By striking down California's law that limited marriage to opposite sex couples, the California Supreme Court took a major step toward the formation of that "more perfect Union" that our forefathers dreamt about.
The ruling is a blow against marginalization, and stigmatization, therefore, a blow against HIV/AIDS. Black America should applaud the Court's decision.
It is by now clear that shame and stigma surrounding sexuality — whether gay, straight or bisexual — is deadly. When our public policies reinforce a social order in which some relationships are valued more than others, we push people to the margins.
When we refuse to affirm open, healthy relationships, we encourage hidden, self-damaging ones. And that's something Black America cannot afford. Many of our leaders are calling on a mass Black Mobilization to end the AIDS epidemic in our communities.
Central to that effort is a frontal assault on pervasive and a corrosive blame and shame paradigm that undermine AIDS education, prevention and treatment efforts.
As a community, we can no longer accept the plague ravaging members of our families. Study after study has shown HIV infection rates among Black gay and bisexual men to exceed those in some of the hardest hit corners of the globe. A seven-city U.S. Centers for Disease Control and Prevention study found 46 percent of Black gay and bi-sexual men to already be HIV positive. And the toll is particularly high among young men: A New York City health department study last fall found that a stunning nine out of 10 HIV infections among gay and bisexual men under age 20 were among Blacks and Latinos — most of whom don't know they are infected.

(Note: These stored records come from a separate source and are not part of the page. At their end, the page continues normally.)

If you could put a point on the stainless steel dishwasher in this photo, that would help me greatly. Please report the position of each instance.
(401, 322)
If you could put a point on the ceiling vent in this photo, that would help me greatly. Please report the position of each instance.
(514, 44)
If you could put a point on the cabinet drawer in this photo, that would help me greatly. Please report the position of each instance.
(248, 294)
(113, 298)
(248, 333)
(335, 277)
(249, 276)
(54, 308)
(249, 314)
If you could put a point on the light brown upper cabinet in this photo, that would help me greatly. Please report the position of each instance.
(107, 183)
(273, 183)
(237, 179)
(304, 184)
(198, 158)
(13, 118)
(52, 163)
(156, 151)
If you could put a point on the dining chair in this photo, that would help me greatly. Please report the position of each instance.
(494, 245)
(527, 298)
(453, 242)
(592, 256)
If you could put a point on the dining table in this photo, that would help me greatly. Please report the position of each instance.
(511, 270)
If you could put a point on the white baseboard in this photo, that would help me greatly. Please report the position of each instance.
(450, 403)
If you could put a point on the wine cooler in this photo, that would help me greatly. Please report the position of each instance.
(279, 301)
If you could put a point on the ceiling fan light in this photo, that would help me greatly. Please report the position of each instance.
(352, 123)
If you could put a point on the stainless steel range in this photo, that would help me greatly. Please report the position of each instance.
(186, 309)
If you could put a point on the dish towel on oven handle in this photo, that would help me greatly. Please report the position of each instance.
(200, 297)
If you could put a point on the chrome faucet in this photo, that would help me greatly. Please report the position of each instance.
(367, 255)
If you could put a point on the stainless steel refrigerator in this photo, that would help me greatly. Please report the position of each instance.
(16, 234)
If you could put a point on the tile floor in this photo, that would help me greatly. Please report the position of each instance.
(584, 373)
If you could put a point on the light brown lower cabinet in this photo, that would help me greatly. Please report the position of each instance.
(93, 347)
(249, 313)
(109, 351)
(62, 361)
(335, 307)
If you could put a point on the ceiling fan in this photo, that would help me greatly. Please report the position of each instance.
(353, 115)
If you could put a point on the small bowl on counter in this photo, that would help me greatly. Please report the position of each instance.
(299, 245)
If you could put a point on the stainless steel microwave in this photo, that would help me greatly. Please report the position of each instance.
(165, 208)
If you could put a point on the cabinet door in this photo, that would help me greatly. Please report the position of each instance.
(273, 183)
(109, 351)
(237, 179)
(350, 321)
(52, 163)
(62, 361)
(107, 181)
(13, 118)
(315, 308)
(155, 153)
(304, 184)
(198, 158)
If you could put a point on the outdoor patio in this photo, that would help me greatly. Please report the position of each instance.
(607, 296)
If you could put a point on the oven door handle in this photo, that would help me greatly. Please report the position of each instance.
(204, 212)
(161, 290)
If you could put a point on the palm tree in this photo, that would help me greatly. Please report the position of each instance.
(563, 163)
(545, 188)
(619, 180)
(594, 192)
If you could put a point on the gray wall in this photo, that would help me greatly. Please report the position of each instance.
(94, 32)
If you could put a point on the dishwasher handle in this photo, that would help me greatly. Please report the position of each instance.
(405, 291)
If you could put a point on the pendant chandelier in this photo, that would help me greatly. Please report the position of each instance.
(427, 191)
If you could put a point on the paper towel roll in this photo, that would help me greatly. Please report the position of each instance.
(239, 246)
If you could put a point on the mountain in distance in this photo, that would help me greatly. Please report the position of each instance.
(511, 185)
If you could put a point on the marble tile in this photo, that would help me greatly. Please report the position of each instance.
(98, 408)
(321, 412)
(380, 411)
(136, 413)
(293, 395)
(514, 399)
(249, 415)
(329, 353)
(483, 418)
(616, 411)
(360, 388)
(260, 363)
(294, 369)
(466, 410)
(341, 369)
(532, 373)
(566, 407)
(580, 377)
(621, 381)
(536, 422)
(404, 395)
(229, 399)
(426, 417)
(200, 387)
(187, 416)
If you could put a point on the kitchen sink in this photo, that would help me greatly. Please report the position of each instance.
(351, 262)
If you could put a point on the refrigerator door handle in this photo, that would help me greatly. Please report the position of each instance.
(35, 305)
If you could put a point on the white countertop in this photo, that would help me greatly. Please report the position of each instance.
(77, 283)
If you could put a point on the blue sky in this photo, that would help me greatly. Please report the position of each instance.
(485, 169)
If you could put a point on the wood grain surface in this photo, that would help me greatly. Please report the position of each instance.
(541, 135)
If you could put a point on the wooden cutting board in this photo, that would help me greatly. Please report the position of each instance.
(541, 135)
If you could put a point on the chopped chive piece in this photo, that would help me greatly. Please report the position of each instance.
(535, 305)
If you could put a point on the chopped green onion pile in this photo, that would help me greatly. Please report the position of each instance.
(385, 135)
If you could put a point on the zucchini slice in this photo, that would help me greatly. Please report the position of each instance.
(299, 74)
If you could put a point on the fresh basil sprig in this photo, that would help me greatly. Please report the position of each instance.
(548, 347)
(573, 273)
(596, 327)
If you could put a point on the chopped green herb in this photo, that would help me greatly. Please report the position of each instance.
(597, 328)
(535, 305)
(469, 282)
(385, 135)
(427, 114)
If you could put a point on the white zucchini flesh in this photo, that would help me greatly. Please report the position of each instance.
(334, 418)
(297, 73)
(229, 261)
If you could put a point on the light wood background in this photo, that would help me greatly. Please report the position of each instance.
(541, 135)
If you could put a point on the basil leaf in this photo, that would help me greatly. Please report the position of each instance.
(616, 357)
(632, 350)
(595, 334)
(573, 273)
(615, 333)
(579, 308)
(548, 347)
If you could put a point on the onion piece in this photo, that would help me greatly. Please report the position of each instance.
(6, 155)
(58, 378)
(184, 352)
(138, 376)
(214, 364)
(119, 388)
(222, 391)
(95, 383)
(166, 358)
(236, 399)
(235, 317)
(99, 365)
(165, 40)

Many different factors come together to drive these trends, ranging from the social to the biological. And far too many questions remain unanswered. One villain, however, is clear: Sexual shame and fear. And public policies that devalue loving, supportive relationships help spread these emotional vectors of disease.
Moreover, our nation's sexual caste system is not only unhealthy, it's immoral. "Homophobia is as morally wrong and as unacceptable as racism," the late Coretta Scott King reminded us. "We ought to extend to gay and lesbian people the same respect and dignity we claim for ourselves. Every person is a child of God, and every human being is entitled to full human rights."
From child custody to health benefits, our government denies those rights daily through intrusions into the family decisions of same-gender couples. They are denied access to more than 1,000 legal rights and responsibilities that marriage brings. It's an injustice carried out against a broad swath of society. The 2000 Census found same-sex households in 99.3 percent of U.S counties. And not just white people: 10.5 percent of those households were Black and 11.9 percent were Latino. And not just the couples themselves: 34 percent of the female couples and 22 percent of the male couples were raising at least one child in their home.
I welcomes the day when every state follows the lead of California in working towards true equality for all of our families.